Oprah probably has a big heart. As does Ellen. Both led the recent awareness efforts for the fallout from the Santa Barbara area mudslides. They both have enormously upscale estates in the affected area. Surely they concerned. And generally concerned for their neighbors. But most of the dead were immigrant service workers, providing domestic work to the mansions of the likes of Oprah and Ellen. You’d be right in noting that fact was barely if at all reported. Oprah and Ellen may suffer damage to their brick-laid backyard estuaries, other people lost their homes, their meager fortunes and their lives. That doesn’t make Oprah and Ellen bad stock. Does it mean they should tone down the whoa-is-me lead on social media after natural disasters? Perhaps.
Clearly, there’s an upside to celebrity involvement in a cause. Kim Kardashian landing in pearls in Haiti after the earthquake for an eleven minute televised visit with the poor brown kids may be hugely cynical and disturbingly patronizing. Though it also brought in charitable contributions when she insisted her followers chip in to show they cared like she did. From darkness there is light. From crap, some flies may eat. Big names bring big crowds, big press coverage, and a sense that something big is happening. Were the truly suffering women among us to hold a rights march, and they alone, it would go largely uncovered. As evidence, every such march in the past. Conversely, if Rosa Parks had shown up for her fateful bus ride in a Town Car limousine with a personal assistant, hair and makeup artists, and a wardrobe consultant, would she have a statue in Washington D.C.? A balance seems ideal. Currently, there is no balance.

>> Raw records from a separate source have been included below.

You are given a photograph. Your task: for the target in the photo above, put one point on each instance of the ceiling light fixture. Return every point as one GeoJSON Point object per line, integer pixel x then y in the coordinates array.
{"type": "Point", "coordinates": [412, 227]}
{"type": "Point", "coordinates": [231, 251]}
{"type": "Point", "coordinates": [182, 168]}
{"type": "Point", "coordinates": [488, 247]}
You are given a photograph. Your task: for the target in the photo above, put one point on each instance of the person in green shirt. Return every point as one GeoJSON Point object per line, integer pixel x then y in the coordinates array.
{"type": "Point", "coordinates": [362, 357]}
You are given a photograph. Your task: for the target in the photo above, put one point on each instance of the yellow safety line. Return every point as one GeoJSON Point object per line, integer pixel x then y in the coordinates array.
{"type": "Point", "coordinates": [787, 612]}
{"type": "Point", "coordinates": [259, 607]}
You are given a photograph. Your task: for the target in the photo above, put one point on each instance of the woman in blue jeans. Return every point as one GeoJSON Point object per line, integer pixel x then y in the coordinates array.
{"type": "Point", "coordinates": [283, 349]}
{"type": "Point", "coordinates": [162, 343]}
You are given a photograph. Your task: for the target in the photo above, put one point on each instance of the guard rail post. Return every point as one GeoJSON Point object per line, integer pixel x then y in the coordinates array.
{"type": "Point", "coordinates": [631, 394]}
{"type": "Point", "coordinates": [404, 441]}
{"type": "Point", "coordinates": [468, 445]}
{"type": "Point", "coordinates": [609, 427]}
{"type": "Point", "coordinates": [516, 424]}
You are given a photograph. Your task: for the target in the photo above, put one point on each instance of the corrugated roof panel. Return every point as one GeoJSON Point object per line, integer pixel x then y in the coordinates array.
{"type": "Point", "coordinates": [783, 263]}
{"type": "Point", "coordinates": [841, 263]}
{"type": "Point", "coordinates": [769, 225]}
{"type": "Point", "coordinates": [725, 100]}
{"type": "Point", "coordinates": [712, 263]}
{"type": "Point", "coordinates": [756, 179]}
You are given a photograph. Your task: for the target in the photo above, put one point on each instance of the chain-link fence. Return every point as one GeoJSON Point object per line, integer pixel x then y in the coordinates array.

Much as when the Huffington Post clucked feverishly about its diverse editorial staff alongside of a photo of a dozen white Northeastern college education women in their 20’s, a bit of self-reflection seems necessary when crafting an effective message. Amy Schumer rants about the struggle of a Senator’s niece up and coming in Manhattan plays well to her fan base. But her fan base is certainly already on board with the women’s march message. They buy into every unsubstantiated claim of conspiratorial patriarchs, nefarious pay gaps, and how badly it looks for men when they offer a woman help in her career if she sleeps with him and she agrees. The point of a movement is to change the minds and hearts of others. Do rich women in fur at a ski resort in Utah help extend the message beyond the true believers or merely deepen the off-putting appearance of special treatment demands from special people? I hate to end on an unanswered question. Socrates was an asshole. By all practical measures, the answer is no.